There will be a viewing at Thompson's Harveson & Cole Funeral Home, 702 8th Avenue in Fort Worth on Friday evening beginning at 5:30 pm.

6 comments:

Anonymous said...

thanks for posting this, joe nick. got home this afternoon and saw her post on facepage.... man. this is a very sad week....
francie meaux jeaux

Da' Buffalo Amongst Wolves said...

This post will be linked in tomorrow's (5/11/09) Travus T. Hipp Morning News & Commentary posting at Archive.org and at my site. Thank's for the well-written tribute.

caddocarol said...

Losing all these contemporaries is a grim reminder of our mortality. Live every moment to the fullest and enjoy life.

ronbo11 said...

This is very sad news. I shop at Record Town frequently and Mrs. Bruton and Stephen's brother Sumter must be devastated by this loss. I heard about T-Bone's generosity straight from Sumter and that it goes to show how much Stephen was loved by his friends and family. We all hoped that the extra attention Stephen was getting in California would pull him through. I never got to meet Stephen personally, but his records, productions and his stories will live on in here in Fort Worth and around the world!

JBB said...

Thanks for this well written article about an inspiring musician and fantastic guitar player.

Joe Nick Patoski said...

from my friend David Bennett


I don't know if I've told you this before so forgive me. but he used to perform often at the Lone Star Cafe in NYC that was a half a block from my house. before he would get there I'd call him and leave a message telling he could have my apartment then I'd have to find a place to stay. He always took me up on the offer to save hotel money, etc. After he had been doing it for a while, once I called in the early afternoon because I had to pick up something from my apartment. told him I'd come by around 4 pm. he said "A friend of mine will be here. hope that's ok." I told him of course it was OK.

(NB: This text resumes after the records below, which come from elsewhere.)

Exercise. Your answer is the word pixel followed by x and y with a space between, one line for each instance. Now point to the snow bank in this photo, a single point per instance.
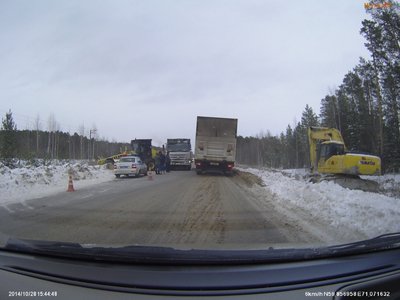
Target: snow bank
pixel 33 181
pixel 370 214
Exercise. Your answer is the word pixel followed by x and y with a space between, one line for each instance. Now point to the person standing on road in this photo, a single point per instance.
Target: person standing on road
pixel 168 162
pixel 157 161
pixel 162 162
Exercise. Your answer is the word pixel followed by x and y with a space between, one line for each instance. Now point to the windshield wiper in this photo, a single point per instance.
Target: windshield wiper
pixel 169 255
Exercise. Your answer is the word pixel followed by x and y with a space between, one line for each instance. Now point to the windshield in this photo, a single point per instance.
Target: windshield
pixel 182 147
pixel 127 159
pixel 85 83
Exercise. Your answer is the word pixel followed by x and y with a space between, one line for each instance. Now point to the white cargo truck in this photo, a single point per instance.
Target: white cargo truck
pixel 215 144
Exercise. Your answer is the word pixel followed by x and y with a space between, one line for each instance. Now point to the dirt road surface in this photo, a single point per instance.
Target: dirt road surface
pixel 179 209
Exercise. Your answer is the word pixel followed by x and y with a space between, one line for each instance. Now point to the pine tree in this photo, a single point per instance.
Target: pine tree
pixel 8 148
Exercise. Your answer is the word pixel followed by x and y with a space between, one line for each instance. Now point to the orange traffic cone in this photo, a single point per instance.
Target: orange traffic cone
pixel 70 185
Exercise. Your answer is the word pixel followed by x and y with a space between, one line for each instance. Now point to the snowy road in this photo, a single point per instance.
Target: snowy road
pixel 179 208
pixel 254 208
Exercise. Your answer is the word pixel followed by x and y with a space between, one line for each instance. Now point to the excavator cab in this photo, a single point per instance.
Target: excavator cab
pixel 328 149
pixel 332 151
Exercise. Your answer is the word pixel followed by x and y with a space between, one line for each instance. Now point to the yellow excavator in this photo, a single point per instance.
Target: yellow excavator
pixel 329 156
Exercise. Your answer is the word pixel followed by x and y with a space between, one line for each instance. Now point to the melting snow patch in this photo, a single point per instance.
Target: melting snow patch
pixel 34 181
pixel 370 214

so I walked up the three flights of stairs to my apartment and the door was open a little and I could hear Stephen playing guitar and singing with his friend. to wait until the song was over I just sat down outside the door and listened. there was some wacky tabacky smoke coming out and the music was great. I leaned against the wall and Stephen and his friend swapped solo singing. during one of those times, I could tell that his friend wasn't the woman I expected, and he was weird but good. hard to understand. halfway through his friend's part of the song, I realized that he sounded really familiar, but I didn't think much about it until near the end of the song when I could tell it was Bob Dylan. I almost passed out and would have fallen down the stairs so I just sat down again. when the song was over I applauded and Stephen opened the door and invited me in. It was a very small place, about 15 x 15 feet. Dylan was lighting up the cigarette again, and I was just out of it. dizzy. my hands were shaking when stephen introduced us. bob didn't look at me. had on a big hat so you couldn't see his face very much. but they played a couple more songs and I was crying with joy.